O’Reilly Media, Inc. | ISBN-13: 978-0-596-51050-3| English | PDF | 310 Pages | RAR Compressed 3.87 MB | No Password
Preface
Web 2.0 Ajax portals are among the most successful web applications of the Web 2.0 generation. iGoogle and Pageflakes are the pioneers in this market and were among the first to show Ajax’s potential. Portal sites give users a personal homepage with one-stop access to information and entertainment from all over the Web, as well as dashboards that deliver powerful content aggregation for enterprises. A Web 2.0 portal can be used as a content repository just like a SharePoint or DotNetNuke site. Because they draw on Ajax to deliver rich, client-side interactivity, Web 2.0 portals improve usability and provide faster performance compared to non-Ajax web sites. Also, because portals are commonly composed of widgets (small plug-and-play type applications), there’s no limit to how much functionality you can provide, simply by adding more and more widgets. Their use also keeps the core architecture of the portal clean and simple because widgets are developed and maintained independently.

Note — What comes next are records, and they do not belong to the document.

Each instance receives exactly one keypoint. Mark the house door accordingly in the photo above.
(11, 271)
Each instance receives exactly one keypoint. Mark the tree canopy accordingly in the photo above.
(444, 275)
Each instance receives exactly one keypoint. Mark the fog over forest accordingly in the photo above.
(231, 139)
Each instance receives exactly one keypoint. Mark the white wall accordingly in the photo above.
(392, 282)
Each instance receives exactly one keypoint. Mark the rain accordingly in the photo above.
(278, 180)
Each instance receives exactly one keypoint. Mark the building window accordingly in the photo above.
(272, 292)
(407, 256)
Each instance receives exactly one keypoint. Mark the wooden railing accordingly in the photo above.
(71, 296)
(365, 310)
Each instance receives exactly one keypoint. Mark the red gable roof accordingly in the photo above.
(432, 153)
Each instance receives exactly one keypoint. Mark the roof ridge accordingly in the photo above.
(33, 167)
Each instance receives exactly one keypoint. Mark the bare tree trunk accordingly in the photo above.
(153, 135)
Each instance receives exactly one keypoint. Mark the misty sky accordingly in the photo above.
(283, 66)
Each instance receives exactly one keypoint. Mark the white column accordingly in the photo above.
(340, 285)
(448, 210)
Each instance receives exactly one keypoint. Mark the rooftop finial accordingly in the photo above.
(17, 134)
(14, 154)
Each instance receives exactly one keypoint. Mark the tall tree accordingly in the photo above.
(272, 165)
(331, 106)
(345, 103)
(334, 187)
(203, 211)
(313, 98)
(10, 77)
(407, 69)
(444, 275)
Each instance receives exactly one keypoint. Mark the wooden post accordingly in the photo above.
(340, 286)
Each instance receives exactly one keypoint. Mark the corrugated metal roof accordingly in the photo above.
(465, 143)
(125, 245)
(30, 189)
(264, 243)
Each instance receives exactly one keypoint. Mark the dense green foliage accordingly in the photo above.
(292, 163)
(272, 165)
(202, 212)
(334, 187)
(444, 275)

DotNetNuke is a great
example of a widget-powered portal concept that has created a new era in highly decoupled enterprise web applications. This book takes a fresh new look at portal solutions using the latest cutting-edge technologies from Microsoft. In developing personal, educational, community, and enterprise portals, I have had to deal with many interesting design, development, scalability, performance, and production challenges. In this book, I have tried to show solutions to some of these challenges by building an open source Web 2.0 Portal prototype, and then walk you through through the design and architectural challenges, advanced Ajax concepts, performance optimization techniques, and serverside scalability challenges involved. The prototype also shows you practical implementation of the cutting-edge .NET 3.0 and 3.5 frameworks, including LINQ and the Windows Workflow Foundation. Moreover, it explores Ajax web site details, browser performance and compatibility challenges, security challenges, and ASP.NET AJAX
framework advantages and shortcomings. The project is available at www.dropthings.com. Dropthings is an open source example of what can be done with the new technologies from Microsoft. It is intended for educational purposes only. Although it does come close to real web portal (like Pageflakes) in terms of its feature set, performance, security, and scalability, it does a good job of showing you how to put together several new technologies in a working web application.
Who This Book Is for
This book is primarily for ASP.NET 2.0 or 3.5 developers who have already developed one or more web applications and have a good grip on JavaScript and ASP.NET 2.0. The reader is also expected to have basic understanding of ASP.NET AJAX. This information is available in numerous publications, including several from O’Reilly that are listed in the Roadmap page for this book. Intermediate developers, looking for ways to gain insight into web development challenges and learn how a successful production web site is built and run, will greatly benefit from this book. Advanced developers will learn how to build a rock solid web application that can withstand millions of hits every day around the clock, survive sudden scalability demands, prevent hack attempts and denial of service attacks, deploy and run a web site on a distributed cluster environment utilizing Content Delivery Networks (CDN), face real-life production challenges, and much more.